Chief Architect @ CodeFutures (Aug 2007 - Dec 2014)

CodeFutures provided hosted solutions for scaling MySQL databases based on database sharding.

Chief Architect and Lead Developer for dbShards, a leading commercial “NewSQL” relational database sharding solution which supports 5 of the top 50 Facebook applications
Developed high-performance multi-threaded Java agents to deliver reliable database replication based on a patent which I co-invented
Developed distributed query agents for performing distributed queries against shards
Developed very high performance SQL tokenizer and parser
Developed custom JDBC, ODBC and Native MySQL database drivers
Developed high performance messaging libraries in Java and C
Implemented High Availability (HA) features such as failover and fail-down with Apache Zookeeper
Provided consultancy and support to help customers scale their applications
Technologies: Java, JDBC, NIO, Concurrency, JNI, C, C++, Ruby, AWS, RightScale, MySQL, ODBC, Apache Tribes, XSocket, Google Protocol Buffers, TCP/UDP Sockets, Named Pipes, Unix Sockets, PHP, Python, Apache httpd, Tomcat, Jetty, Apache Zookeeper

Software Architect/Developer @ Rogue Wave Software (Oct 2005 - Aug 2007)

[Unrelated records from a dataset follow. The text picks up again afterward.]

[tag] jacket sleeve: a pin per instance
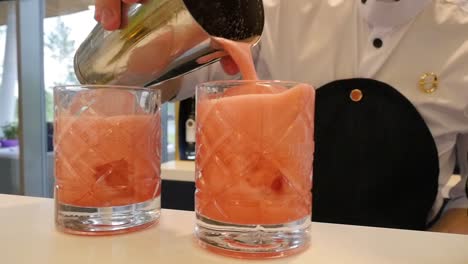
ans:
(459, 193)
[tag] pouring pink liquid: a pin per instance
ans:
(254, 152)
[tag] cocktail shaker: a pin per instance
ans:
(161, 40)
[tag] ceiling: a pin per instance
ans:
(53, 7)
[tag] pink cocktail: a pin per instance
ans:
(107, 159)
(255, 145)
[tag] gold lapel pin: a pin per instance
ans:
(429, 82)
(356, 95)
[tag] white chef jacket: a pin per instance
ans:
(396, 42)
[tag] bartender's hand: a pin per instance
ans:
(453, 221)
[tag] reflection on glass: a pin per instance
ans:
(9, 150)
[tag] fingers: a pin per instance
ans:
(229, 66)
(108, 13)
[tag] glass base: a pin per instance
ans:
(107, 220)
(253, 241)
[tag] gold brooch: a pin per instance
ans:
(429, 82)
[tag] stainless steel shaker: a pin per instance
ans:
(163, 39)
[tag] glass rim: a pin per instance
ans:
(228, 82)
(111, 86)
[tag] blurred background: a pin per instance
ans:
(38, 39)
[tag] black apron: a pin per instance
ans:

Rogue Wave Software was historically a C tools company but was in the process of building out a new enterprise data processing product based on Java technologies.

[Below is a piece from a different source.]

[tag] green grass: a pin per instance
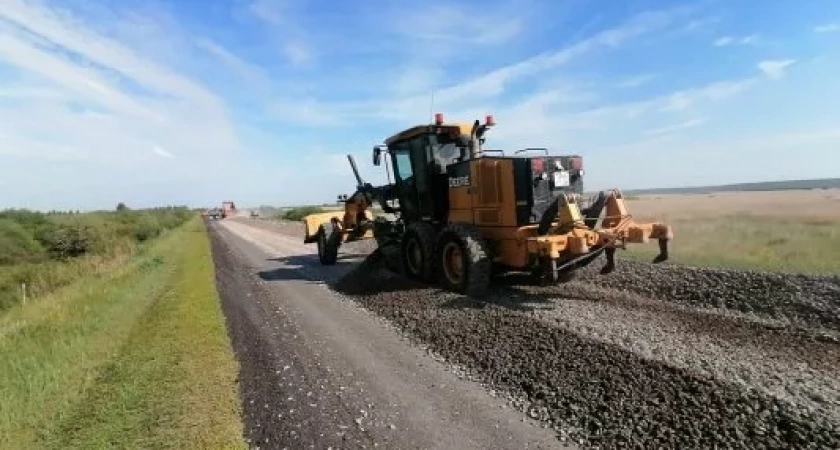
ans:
(757, 242)
(135, 358)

Architect and Developer on Hydra SDO project - an implementation of the Service Data Objects (SDO) specification
Implemented an efficient XML parser in C and wrapped it in JNI to allow Java and C to share data through an in-memory DOM
Represented Rogue Wave within the Open SOA (OSOA) collaboration
Co-authored the official SDO 2.1 specifications for Java and C++
Took active role in developing the Apache Tuscany SDO Community Test Suite (CTS)
Gained Apache committer status
Technologies: Java, C, C++, JNI, XML, XSD, SDO

Founder and CTO @ Code Futures Software (Jan 2003 - Oct 2005)

This was my consulting company and I also developed and marketed my own product, FireStorm/DAO, a code generator, which is now used by more than 300 companies worldwide.

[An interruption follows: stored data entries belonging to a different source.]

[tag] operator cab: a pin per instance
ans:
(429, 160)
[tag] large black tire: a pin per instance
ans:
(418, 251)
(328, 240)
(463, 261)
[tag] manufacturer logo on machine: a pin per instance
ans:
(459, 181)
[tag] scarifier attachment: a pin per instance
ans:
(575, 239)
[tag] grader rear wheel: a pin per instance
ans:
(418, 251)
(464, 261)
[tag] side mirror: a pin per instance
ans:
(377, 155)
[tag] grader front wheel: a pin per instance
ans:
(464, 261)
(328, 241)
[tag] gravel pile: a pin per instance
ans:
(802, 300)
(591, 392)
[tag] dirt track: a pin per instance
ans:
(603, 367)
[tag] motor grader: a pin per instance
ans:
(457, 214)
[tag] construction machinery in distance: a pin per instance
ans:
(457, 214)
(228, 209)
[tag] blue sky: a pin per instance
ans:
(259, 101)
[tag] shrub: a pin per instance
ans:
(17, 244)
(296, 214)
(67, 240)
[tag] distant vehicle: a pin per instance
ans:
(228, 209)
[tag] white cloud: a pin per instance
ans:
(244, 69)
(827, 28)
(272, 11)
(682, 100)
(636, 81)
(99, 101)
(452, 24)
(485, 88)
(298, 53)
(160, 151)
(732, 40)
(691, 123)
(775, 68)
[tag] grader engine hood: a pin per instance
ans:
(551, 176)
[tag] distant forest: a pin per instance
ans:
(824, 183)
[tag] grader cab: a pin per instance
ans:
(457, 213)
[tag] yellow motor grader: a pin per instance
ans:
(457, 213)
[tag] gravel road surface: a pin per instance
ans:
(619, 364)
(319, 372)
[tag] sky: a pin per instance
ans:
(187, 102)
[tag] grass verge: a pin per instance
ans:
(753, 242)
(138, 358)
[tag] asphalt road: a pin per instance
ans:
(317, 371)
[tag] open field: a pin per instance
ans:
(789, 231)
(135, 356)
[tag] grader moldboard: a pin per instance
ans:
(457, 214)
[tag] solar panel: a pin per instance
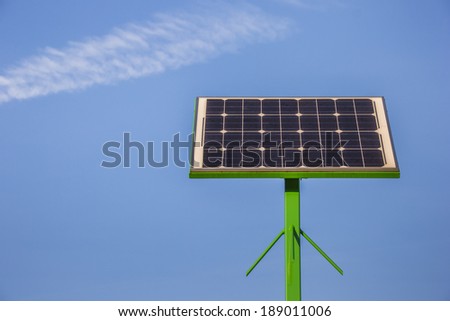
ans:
(292, 137)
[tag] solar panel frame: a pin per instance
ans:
(231, 110)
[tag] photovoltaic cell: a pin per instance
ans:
(291, 133)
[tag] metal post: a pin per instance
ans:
(292, 238)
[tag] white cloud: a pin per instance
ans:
(136, 50)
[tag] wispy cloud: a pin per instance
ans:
(136, 50)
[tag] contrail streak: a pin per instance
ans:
(136, 50)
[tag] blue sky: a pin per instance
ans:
(76, 75)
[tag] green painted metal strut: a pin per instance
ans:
(292, 239)
(292, 232)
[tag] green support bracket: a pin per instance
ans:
(292, 232)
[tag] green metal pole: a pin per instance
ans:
(292, 238)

As a contractor, I worked in the following roles:

Java Development Team Leader at British Sky Broadcasting (Sky TV)
Development Manager at Diamond Trading Center (marketing arm of De Beers)
Software Developer at Volantis Systems

Engineering Manager / Product Manager @ Cape Clear Software (Nov 2000 - Dec 2002)

Cape Clear was a “web services” company, with a product that made it easy to expose existing J2EE and CORBA services via SOAP and WSDL.

Joined Cape Clear through the acquisition of Orbware
Hired and managed a small development team in London
Assisted sales team in presenting the product to potential customers
Worked with CTO to create product roadmap
Technologies: Java, J2EE, CORBA, XML, SOAP, WSDL, UDDI

Co-Founder & CTO @ Orbware Technologies (Dec 1999 - Nov 2000)

This was my first startup. We built one of the earliest commercial J2EE/EJB servers and sold the company within 12 months.

Co-founded this startup
Developed a complete Enterprise JavaBeans (EJB) application server (OrCAS) with one other developer in 9 months
First UK licensee of the J2EE specification from Sun Microsystems
Launched the product at JavaOne in June 2000
Orbware was acquired by Cape Clear Software in November 2000
Technologies: Java, EJB, RMI, TCP Sockets, Tomcat, XML

Earlier Roles

Java Architect @ British Sky Broadcasting (1997-1999)
C++ Developer @ Mitsubishi Trust & Banking Corporation (1994-1997)
C++ Developer @ Natwest Markets (1990-1994)
dBase Developer @ Burton Group Financial Services (1989-1990)

Interests

Outside of work, I enjoy working on various hobby projects often involving some combination of embedded hardware (Arduino/AVR, Raspberry Pi, etc.), digital electronics, 3D printing, woodworking, and whatever other skills I need to complete a particular project.